Rohit Valia, of IBM's Platform Computing group, stopped by the other day to fill me in on some outstanding technical computing and big data benchmark results that were generated using IBM Platform's Symphony and LSF products. The results were impressive.
- The Terasort benchmark ran 40 times faster using BigInsights 220.127.116.11 and Platform Symphony 5.2
- A MapReduce test ran 63 times faster with Platform Symphony 5.2 than a similar configuration that just used Apache MapReduce
- The Berkley SWIM test ran 6 times faster using Hadoop 1.0.1 combined with Platform Symphony than Hadoop 1.0.1 could manage all by itself.
When people want to show me the results of their benchmarks, I typically am reminded of a quote, "There are three kinds of lies: lies, damned lies, and statistics." that is often is attributed to either Benjamin Disraeli or Mark Twain. Had the author known about them, benchmarks would have most certainly been added to the list.

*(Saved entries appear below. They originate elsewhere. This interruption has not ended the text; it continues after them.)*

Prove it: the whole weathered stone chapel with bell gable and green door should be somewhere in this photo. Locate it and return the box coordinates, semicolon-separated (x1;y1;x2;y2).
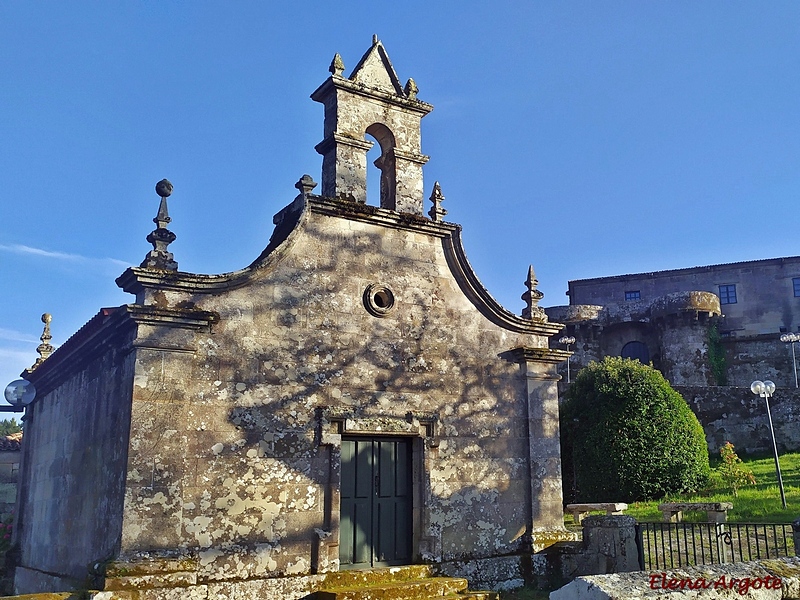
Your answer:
15;38;568;599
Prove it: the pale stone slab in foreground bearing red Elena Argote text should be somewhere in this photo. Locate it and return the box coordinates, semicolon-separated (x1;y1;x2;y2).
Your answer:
550;557;800;600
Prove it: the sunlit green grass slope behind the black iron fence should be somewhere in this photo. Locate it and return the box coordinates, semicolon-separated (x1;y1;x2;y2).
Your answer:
604;453;800;523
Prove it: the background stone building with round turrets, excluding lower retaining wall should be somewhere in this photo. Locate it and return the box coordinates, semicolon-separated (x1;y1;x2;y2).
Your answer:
546;256;800;387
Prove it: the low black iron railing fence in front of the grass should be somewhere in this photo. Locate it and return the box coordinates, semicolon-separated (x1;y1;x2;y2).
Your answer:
636;523;795;571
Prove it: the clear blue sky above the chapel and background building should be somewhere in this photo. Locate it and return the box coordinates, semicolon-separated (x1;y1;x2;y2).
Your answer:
0;0;800;394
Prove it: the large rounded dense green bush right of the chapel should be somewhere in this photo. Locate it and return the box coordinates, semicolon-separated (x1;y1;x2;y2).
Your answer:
561;357;710;502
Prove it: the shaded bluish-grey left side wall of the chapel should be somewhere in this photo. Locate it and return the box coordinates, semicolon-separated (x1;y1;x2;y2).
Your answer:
15;313;133;591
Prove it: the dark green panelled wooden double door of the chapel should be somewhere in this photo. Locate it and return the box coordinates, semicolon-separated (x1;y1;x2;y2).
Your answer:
339;437;411;569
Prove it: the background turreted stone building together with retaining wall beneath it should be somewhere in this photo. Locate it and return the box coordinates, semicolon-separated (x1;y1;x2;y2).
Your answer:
545;257;800;453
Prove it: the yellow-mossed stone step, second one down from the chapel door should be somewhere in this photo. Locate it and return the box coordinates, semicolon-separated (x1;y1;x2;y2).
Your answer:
316;577;468;600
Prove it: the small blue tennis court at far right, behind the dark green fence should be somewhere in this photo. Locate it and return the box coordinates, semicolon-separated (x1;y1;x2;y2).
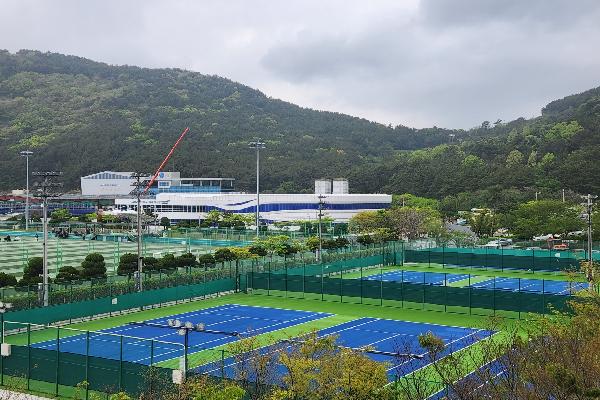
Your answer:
471;278;589;294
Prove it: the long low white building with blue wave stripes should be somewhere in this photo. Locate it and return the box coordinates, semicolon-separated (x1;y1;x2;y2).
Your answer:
115;193;392;222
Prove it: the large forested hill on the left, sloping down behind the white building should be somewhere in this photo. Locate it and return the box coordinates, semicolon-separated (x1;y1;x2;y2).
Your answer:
0;51;460;190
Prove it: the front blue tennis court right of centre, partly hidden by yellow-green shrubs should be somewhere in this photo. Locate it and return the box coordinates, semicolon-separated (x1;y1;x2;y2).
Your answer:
195;318;494;380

Regardless of who is actually responsible for that statement, it is often true that suppliers use and abuse benchmarks in the hopes of winning over potential customers even when the benchmark has little or nothing to do with the customer's proposed use of systems. Why do suppliers do this? It is because it is very difficult to know ahead of time how a cluster or grid computing solution is going to really perform until a specific workload is installed and used in real life.